Manila Times - 10 April 2005



The definitive paper on the subject of motivating employees, “One More Time: How Do You Motivate Employees?,” was written by Frederick Herzberg, who coined the phrase “job enrichment” for the rest of the corporate world to inherit.


The classic paper, which was published in the Harvard Business Review, resulted in management rethinking its views on its treatment of employees.


Herzberg made it clear that job satisfaction is NOT the opposite of job dissatisfaction. Rather, the opposite of job satisfaction is no job satisfaction and, therefore, the opposite of job dissatisfaction is no job dissatisfaction. His paper made special note of the factors that influence job satisfaction, which, he said, are different from – and largely independent of – those that affect job dissatisfaction.


A paradigm shift in has since evolved from Herzberg’s dissertation on job-enriched employment. The flash points of this shift are:

1. Every company has a personality – a culture. If new hires fit into that culture, they’ll adapt to what’s required and learn to do the job. If they don’t fit into that culture, they’ll never learn and will be a continual problem to management and co-employees. However, the company is obligated, morally if not legally, to help every new hire who passes the initial trial period become the best employee that he or she can be.
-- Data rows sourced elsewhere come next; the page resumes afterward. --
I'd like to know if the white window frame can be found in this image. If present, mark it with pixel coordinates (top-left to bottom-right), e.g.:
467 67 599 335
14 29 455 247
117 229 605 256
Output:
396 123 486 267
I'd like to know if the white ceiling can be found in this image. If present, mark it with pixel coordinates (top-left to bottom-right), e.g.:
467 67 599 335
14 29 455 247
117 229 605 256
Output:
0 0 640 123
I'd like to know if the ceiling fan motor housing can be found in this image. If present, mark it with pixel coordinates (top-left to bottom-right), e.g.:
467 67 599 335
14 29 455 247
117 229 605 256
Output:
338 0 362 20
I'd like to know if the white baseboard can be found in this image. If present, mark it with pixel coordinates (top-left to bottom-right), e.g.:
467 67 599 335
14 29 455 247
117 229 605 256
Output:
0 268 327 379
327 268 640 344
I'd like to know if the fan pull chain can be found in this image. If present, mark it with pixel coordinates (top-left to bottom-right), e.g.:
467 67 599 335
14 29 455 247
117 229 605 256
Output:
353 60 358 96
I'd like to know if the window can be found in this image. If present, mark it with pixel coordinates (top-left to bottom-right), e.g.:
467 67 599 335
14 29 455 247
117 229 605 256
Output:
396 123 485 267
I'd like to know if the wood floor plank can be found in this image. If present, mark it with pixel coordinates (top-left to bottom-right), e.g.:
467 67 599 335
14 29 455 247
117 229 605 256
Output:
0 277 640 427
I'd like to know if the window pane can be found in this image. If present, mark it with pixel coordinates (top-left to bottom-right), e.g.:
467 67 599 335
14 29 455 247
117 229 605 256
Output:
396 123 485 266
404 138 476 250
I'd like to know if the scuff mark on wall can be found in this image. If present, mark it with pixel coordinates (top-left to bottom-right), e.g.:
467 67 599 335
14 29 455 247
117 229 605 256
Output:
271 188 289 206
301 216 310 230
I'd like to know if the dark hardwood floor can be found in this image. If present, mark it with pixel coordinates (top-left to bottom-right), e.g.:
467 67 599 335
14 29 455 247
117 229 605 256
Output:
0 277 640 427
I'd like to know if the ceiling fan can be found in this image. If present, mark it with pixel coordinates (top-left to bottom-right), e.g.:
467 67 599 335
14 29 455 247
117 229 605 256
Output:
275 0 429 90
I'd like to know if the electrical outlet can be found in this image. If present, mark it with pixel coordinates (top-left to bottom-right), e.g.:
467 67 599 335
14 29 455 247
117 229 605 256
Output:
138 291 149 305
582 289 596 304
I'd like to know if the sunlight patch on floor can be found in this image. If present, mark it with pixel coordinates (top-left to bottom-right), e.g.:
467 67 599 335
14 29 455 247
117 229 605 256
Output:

2. Work rules are important. As in society, rules are important to protect the safety, comfort and serenity of individuals from each other. But they should be adult rules. Physical and verbal abuses are clearly verboten – because they affect the safety and comfort of others. But so are unplanned absences and tardiness. These cause unnecessary stress for those who have to pick up their workload and cover for them.
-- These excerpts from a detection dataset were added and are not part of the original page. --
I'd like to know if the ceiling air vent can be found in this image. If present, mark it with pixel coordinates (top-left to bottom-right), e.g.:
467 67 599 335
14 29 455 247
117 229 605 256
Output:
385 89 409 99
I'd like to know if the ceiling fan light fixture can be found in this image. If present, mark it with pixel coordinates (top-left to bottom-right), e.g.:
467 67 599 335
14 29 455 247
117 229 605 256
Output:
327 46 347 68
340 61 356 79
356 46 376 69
3. Avoid paternalism. Almost every beginning entrepreneur falls into the paternalism trap. All an employee owes management is a good day’s work for a good day’s pay. Nothing more. Nothing less. Warm-fuzzies like loyalty and devotion can’t be bought – even at 20 times the going wage!
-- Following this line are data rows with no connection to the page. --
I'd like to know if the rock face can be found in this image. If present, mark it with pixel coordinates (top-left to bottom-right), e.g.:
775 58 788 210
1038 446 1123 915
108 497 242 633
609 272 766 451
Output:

4. Avoid incentive pay. Any benefits gained in the short-term will be more than lost in the long-term. It is people’s nature to look at what is being done for them today. The good done to them in the past is quickly forgotten. That may not be the way it should be – but that’s the way it really is.
Incentives may trigger a short-term burst of output, but the next time such a burst is required, the reward will no longer be looked at as an “incentive”-but as an “expected.”

5. Avoid long-term employees. A good employee is a good employee only so long as he is stimulated, challenged – and learning. Trying to retain employees after they’ve stopped learning is bad for the employee and bad for the company. Bad for the employees, because they’ve stopped improving their unique value in the job market. Bad for the company, because it stifles the flow of new ideas, new insights, new views of the changing business environment.

6. Cross-train. People enjoy best doing what they do best. A born salesman will not be happy doing account audits – despite the fact he may have spent many years getting an accounting education. Everyone is good at some things – and lousy at others. But most people don’t get the chance to find out what it is they’re good at. Give them that chance.